Cyberattaques : pourquoi les hôpitaux sont des cibles privilégiées

Publié le 23 août 2022 à 18h30, mis à jour le 23 août 2022 à 18h41

Source : JT 13h Semaine

Le CHU de Corbeil-Essonnes est victime d’une attaque informatique depuis la nuit du 20 au 21 août.
Dans ce cas, la santé des patients n’est "pas mise en danger".
Mais le risque est loin d’être négligeable pour les hôpitaux, particulièrement vulnérables face aux pirates.

"Les infos ne circulent pas du tout. Tout se fait à la main et c’est très compliqué." Comme en témoigne un membre du personnel au micro de TF1, dans le reportage en tête de cet article, la situation est particulièrement tendue au centre hospitalier de Corbeil-Essonnes, situé en Essonne, depuis samedi 20 août. Cette nuit-là, une attaque informatique a paralysé plusieurs des serveurs de l’hôpital. Et ce mardi 23 août, les logiciels métiers de l’hôpital, les systèmes de stockage et le système d’information sur les admissions étaient toujours inaccessibles, d’après la direction. Une rançon de 10 millions d’euros a été demandée à l’établissement, qui ne prévoit pas de l’honorer, comme exigé par les autorités.

L’hôpital de Corbeil-Essonnes n’est pas le premier à être touché par une cyberattaque. Depuis quelques années - et le phénomène s’est accentué avec la pandémie - les hôpitaux sont des cibles privilégiées des pirates. L’Agence nationale de la sécurité des systèmes d’information (ANSSI) estimait ainsi à une par semaine le nombre d’attaques touchant le secteur de la santé en 2021. Comme le fait remarquer Corinne Henin, spécialiste en cybersécurité, les établissements sont victimes en premier lieu du simple "opportunisme" des pirates, qui visent un ensemble d’organismes par de l’hameçonnage ou des tentatives de connexions à des réseaux grâce à des mots de passe faibles.

Le numérique, "un risque secondaire et abstrait"

Mais si ces établissements sont touchés par ces attaques, c’est qu’ils affichent une certaine vulnérabilité. D’abord, ils ont l’obligation de poursuivre leur activité et de continuer à prendre en charge et à soigner leurs patients. Cette exigence peut conduire les auteurs d’attaques à penser que la rançon finira par être payée, selon les experts que nous avons interrogés.

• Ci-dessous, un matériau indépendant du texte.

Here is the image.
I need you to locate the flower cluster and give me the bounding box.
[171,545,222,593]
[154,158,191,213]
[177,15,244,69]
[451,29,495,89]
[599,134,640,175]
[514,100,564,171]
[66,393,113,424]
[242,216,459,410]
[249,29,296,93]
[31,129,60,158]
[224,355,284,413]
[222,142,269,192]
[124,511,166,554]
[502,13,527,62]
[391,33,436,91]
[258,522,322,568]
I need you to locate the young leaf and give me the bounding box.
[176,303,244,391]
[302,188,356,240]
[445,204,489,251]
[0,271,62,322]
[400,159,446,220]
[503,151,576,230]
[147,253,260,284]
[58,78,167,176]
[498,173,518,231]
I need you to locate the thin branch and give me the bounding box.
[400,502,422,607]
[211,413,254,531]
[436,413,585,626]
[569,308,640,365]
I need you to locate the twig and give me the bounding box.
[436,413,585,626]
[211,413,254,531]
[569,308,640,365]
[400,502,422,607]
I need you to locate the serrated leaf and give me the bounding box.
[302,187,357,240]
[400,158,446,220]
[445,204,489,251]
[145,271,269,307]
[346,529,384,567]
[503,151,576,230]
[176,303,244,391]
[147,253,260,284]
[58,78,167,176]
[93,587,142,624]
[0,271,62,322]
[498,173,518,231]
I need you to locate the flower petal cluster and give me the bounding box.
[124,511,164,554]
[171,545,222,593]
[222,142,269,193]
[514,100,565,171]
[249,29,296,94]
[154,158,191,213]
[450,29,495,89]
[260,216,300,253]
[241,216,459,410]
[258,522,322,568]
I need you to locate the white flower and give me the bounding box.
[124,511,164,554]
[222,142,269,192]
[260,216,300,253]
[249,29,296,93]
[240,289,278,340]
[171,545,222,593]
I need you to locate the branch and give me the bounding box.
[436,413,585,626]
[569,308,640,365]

Ensuite, les pirates peuvent aussi miser sur la valeur des données personnelles des patients qu’ils ont collectées, qu’ils menacent de divulguer en l'absence de paiement. "C’est une manière de monétiser leur action", soutient Jean Gras, directeur des opérations informatiques de TF1. "Ils peuvent toujours vendre ces données car un dossier médical peut valoir plusieurs centaines d’euros sur le dark web."

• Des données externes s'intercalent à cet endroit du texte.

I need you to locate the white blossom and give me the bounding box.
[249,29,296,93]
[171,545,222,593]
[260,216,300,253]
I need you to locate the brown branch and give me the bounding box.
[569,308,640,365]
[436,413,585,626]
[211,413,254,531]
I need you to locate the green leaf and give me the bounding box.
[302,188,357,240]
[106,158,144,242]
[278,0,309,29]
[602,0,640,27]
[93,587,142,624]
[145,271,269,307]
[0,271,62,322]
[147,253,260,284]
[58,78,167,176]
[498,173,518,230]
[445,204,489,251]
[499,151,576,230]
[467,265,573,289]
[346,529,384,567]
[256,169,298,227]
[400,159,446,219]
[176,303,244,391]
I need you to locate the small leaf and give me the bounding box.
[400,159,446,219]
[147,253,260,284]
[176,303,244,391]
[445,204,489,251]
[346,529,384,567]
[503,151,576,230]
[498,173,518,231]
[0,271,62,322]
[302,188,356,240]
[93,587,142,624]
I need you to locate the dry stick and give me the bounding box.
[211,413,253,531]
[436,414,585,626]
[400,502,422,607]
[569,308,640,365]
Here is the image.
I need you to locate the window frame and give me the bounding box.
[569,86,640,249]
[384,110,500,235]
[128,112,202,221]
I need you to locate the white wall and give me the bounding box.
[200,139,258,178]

Ensuite, le système informatique des hôpitaux n’est souvent pas assez performant, bien que cela varie d’un établissement à un autre. "Par rapport aux enjeux sanitaires et à l’état critique de certains patients, le numérique apparaît souvent comme un risque secondaire, lointain et abstrait", soulignait à ce titre Olivier Véran, alors ministre de la Santé, en mai 2021. Christophe Gueguen nous parle volontiers de "ces sous-investissements en informatique et en sécurité dans les hôpitaux pendant des années". D’après le spécialiste en cybersécurité du cabinet Magellan Partners, les systèmes actuels des hôpitaux présentent des vulnérabilités. Or, ceux-ci "ne peuvent pas être changés comme ça, tout en assurant le soin des patients et la continuité de service". Selon Jean Gras, "la menace augmente plus vite que leur capacité à répondre. C’est connu, c’est un secteur qui a un problème de moyens". Malgré tout, le niveau de sécurité s’améliore depuis une dizaine d’années, sous l’impulsion de l’ANSSI.

En mai 2021, le gouvernement a profité du Ségur de la Santé pour accorder une enveloppe de 25 millions d’euros à la sécurité informatique des établissements de santé. En septembre, l’agence a quant à elle relevé le niveau de sécurité de 135 hôpitaux, devenus des "opérateurs de service essentiels", impliquant des règles de sécurité informatique plus strictes. "Il y a déjà eu des premières opérations, notamment des plans de contrôle et d’évaluation en fin d’année dernière dans différents établissements de santé", ajoute Christophe Gueguen. Avant de relativiser : "Attaquer, c’est facile. Mettre en sécurité des systèmes tout en assurant la continuité de service, c’est plus compliqué. Il s’agit de cloisonner, repenser les systèmes… Il y a un chantier assez titanesque pour les établissements."